The United States is urging authorities and demonstrators in Hong Kong to engage in dialogue to end the massive protests that have choked Hong Kong thoroughfares for the past week. The protesters, angered by China's insistence that only its handpicked candidates can run in coming elections, have threatened to take over government buildings.
The State Department says the U.S. continues to maintain its open line of communication with China.
Spokeswoman Jen Psaki says the U.S. wants both sides to exercise caution and pursue ways to resolve the dispute.
“We would certainly be concerned if there is an escalation by authorities. We will see what happens, but we will continue to encourage that and urge restraint in all our conversations.”
She commented on Thursday, a day after Secretary of State John Kerry and his Chinese counterpart, Wang Yi, held talks on a wide range of issues, including the protests.
During a joint appearance with Kerry, China's foreign minister made it clear that any outside interference in the unrest would not be welcomed.
“Hong Kong's affairs are China's internal affairs.

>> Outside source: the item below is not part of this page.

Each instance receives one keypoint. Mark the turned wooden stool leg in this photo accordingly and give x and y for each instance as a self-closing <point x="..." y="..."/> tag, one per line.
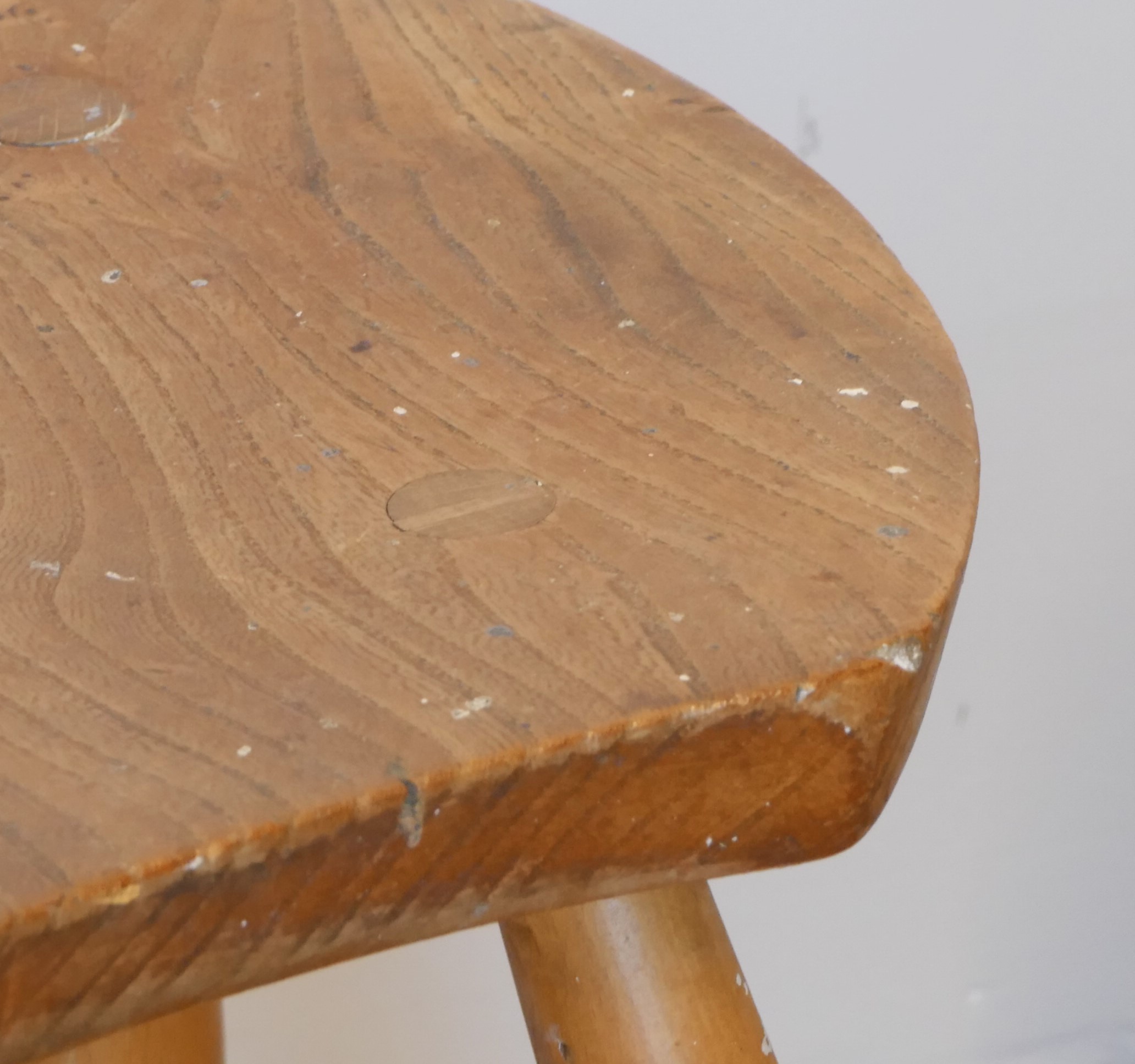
<point x="646" y="979"/>
<point x="190" y="1037"/>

All countries should respect China's sovereignty, and this is also a basic principle governing international relations," said Wang Yi.
China considers the protests illegal. Police have warned of serious consequences if demonstrators try to surround or occupy buildings.
Psaki would not say if an escalation in the use of force against the pro-democracy demonstrators would result in a shift in U.S.-China policy.
“I am not going to get ahead of where we are. Certainly, we hope that is not the case," she said.
The White House says President Barack Obama has also underscored U.S. hopes for a peaceful resolution of the standoff.
The issue could receive more attention when the president opens a three-day visit to Beijing next month.